Could you try to trick that bit of code so that the gmt_fgets failure is not fatal and see if it doesn’t have consequences in your case. We could than think in a test that is milder when detecting the ghost.
Having read around a bit, it seems that this behaviour is for signal handling. The fgets blocks until completed, and if something goes pear-shape in the system call, might lock the program progression. So fgets returns NULL and sets errno to EINTR if interrupted by a signal, giving the caller the opportunity to check flags set by the signal handler and handle recovery. In this case there is (I think) no handler in scope, so the “correct” response should be to retry: something along the lines of
errno = 0;
while (fgets(...) == NULL)
{
if (errno != EINTR)
return 1;
errno = 0;
}
possibly have some counter to limit the number of retries. Now I think it would be a bit ill-mannered of me to suggest that GMT implements this for all fgets calls (I see there are 50+ in the codebase), and I think can fix my usescase by doing the essentially the same retry mechanism around the call to GMT_Call_Module, since errno will still be EINTR there on failures. So could I suggest that I make that fix, check that it works and provide a link to the change here – then similar could be implemented by other GMT wrappers if affected by the same issue (I’m thinking pyGMT).
For a bit more context, the code here is a Ruby program which calls the GMT C API in a native extension, and that Ruby program is acceptance tested by BATS which is using GNU parallel for parallelisation, I’m pretty sure (but not certain) it’s one of these later two which is generating the problematic signals. It’s in the native extension that I plan to implement the fix, some more notes here.
The gmt_check_executable function (that calls the sometimes-failing code) is not called in many places. Basically by psconvert and when plotting latex expressions, so if it solves this case I think we could apply your patch directly at gmt_run_process_get_first_line. Can you find how many times that while loop would have to be executed in order to jump the first failure?
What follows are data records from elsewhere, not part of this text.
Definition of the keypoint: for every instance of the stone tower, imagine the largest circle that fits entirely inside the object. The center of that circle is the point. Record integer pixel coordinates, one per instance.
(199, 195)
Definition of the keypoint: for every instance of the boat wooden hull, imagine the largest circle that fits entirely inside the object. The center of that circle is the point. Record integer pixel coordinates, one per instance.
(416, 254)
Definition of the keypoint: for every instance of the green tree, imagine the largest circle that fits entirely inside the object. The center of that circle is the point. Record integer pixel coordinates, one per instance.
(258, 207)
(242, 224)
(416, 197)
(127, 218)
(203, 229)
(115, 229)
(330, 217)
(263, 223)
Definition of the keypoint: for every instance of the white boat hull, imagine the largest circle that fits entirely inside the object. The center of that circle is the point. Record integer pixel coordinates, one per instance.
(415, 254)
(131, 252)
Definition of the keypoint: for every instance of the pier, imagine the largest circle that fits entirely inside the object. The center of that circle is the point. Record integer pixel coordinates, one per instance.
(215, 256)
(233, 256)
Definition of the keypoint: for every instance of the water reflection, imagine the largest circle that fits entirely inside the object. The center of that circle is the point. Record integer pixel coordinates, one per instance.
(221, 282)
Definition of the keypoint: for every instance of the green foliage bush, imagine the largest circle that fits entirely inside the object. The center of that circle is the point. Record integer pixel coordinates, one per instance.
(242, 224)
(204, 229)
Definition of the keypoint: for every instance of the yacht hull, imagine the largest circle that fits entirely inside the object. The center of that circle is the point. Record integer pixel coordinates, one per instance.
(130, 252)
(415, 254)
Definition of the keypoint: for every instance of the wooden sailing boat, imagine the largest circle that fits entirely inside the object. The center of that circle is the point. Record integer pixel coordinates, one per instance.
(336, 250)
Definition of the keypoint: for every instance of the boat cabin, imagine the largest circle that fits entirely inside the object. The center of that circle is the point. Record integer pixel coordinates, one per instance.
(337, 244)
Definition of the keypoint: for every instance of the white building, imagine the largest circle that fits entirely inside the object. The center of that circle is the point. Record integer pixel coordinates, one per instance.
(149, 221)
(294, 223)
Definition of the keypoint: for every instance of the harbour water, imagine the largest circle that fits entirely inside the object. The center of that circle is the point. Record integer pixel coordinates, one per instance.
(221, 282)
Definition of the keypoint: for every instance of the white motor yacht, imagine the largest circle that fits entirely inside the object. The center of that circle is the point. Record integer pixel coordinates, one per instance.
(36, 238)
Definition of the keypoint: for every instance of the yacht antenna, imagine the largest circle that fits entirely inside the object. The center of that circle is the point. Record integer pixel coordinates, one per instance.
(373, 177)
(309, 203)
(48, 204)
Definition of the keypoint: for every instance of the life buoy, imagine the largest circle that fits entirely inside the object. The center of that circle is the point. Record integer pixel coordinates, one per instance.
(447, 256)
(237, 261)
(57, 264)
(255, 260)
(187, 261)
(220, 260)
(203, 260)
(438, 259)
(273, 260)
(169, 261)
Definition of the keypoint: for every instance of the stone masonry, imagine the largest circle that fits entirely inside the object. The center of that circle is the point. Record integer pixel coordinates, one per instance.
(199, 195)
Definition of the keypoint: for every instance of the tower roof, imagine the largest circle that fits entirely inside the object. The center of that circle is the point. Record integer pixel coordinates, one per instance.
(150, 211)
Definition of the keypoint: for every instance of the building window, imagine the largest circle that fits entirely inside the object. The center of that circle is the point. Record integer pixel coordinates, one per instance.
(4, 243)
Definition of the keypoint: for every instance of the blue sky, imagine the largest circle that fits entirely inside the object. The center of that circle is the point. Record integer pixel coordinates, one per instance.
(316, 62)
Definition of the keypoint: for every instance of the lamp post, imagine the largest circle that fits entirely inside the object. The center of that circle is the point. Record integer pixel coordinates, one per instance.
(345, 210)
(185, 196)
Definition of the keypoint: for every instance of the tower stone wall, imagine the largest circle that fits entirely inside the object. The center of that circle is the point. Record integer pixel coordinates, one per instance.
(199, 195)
I think that the failure occurring in gmt_check_executable is just bad luck, in my particular case that happens to be running at about the same time as a signal is delivered, and occasionally it hits during its execution … I think it is reasonable for the GMT library to error in this way – if the user chooses to use it in a signal-heavy environment, then they (I) should be expected to deal with the EINTRs. Arguably the GMT commandspsconvert etc could/should do similar, since the user has no visibility of errno so cannot reasonably retry on failure. But this is obviously a rare failure mode (else there would be reports) so I guess low priority.
In any case, the fix I mentioned above does seem to do the trick – in this change I modify the GMT gem so that if any of the calls to GMT API functions fails and sets errno, then the Errno::<name> exception is raised (in Ruby), and in the Ruby code I have
begin
gmt.psconvert(...)
rescue Errno::EINTR
retry
end
and now I run the acceptance tests in parallel numerous times and don’t see any errors.
As a sort of aside, with this new facility of making errno visible via the Ruby-C native extension, I find that all GMT programs set errno to ENOENT (file not found) on calling -^, -? or -+ , not an issue but a bit odd.
I have no idea why that happens. The only references to ENOENT I find in the GMT code is when it tests if a directory exists. As in
GMT_LOCAL int psconvert_make_dir_if_needed (struct GMTAPI_CTRL *API, char *dir) {
struct stat S;
int err = stat (dir, &S);
if (err && errno == ENOENT && gmt_mkdir (dir)) { /* Does not exist - try to create it */
Sure, but popen calls fork and runs shell against the arguments in the child process. One could avoid the shell by doing a fork and exec yourself, but adds complexity (and I see in a few places shell is actually required, wildcards etc).
Sure I don’t want to spend time on that. But, from memory, there is no fork on Windows. To build GMTSAR with MSCV I had to find some 3rd party implementation of fork.